You could have the compiler use the default constructor to create an
instance and assign that to Type.init, but that is evil.
> This is actually something I ran across trying to make a non-nullable
> struct; it can't be done because you can't force a variable to be
> non-default initialised.
>
> I'm not sure what the solution would be. A few thoughts:
>
> * Allow types to be flagged, within the compiler, as being "must-set."
> This includes all non-nullable types AND any aggregates that contain
> non-nullable types. If they're local variables, they have to be
> assigned to at declaration, and if they're members, the have to be
> assigned to within the constructor.
Determining this is a bit ugly...I think I said that.
> * Make these types the exception and don't give them an init property.
> Generic code will either have to test for its absence, fail for
> non-nullable types, or be written differently.
No init property by default, but you could easily supply one. It
wouldn't be CTFE-friendly, though.
> * Alternately, have an init property which is invalid and can't be
> assigned. Probably worse since you can't easily test for it.
You can; see below. But the test isn't obvious.
> * If using the T? syntax to mean "nullable T," generic code could be
> written to use T? for all classes, then do the conversion to
> non-nullable at return time.
Nullable seems to be a storage class. T? will be inconsistent as such.
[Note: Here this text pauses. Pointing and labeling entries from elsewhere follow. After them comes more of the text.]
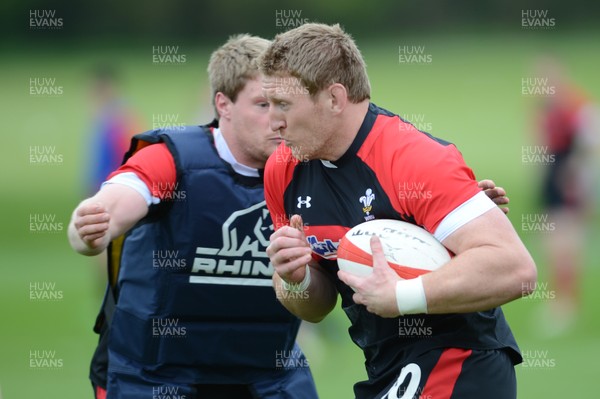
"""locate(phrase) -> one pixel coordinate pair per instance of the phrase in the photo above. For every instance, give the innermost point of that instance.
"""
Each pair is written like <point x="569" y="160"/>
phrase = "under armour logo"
<point x="305" y="202"/>
<point x="366" y="200"/>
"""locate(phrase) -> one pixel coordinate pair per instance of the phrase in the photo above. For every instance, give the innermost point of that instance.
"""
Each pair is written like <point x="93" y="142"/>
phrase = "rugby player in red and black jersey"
<point x="341" y="151"/>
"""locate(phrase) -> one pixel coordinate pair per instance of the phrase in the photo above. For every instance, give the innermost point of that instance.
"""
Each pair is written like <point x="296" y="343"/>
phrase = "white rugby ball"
<point x="409" y="249"/>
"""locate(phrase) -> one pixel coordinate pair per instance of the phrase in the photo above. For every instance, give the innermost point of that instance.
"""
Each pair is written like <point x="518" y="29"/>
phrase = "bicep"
<point x="491" y="228"/>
Additionally, I am certainly not going to implement nullable value
types, and T? is the C# syntax for nullable value types, so that is
inconsistent.
One advantage of using "nullable T" rather than "T?" is IsExpressions:
static if (is (T == nullable)) ...
The alternative will probably be necessary, as well:
static if (is (T U == nullable U)) ...
> * What should the following output?
>
> class T {}
>
> static if( is( T? : T ) ) pragma(msg, "T? : T");
> static if( is( T : T? ) ) pragma(msg, "T : T?");
T is implicitly convertible to nullable(T). There is some debate on
whether the opposite should be allowed. So that will either print:
T : T?
or:
T? : T
T : T?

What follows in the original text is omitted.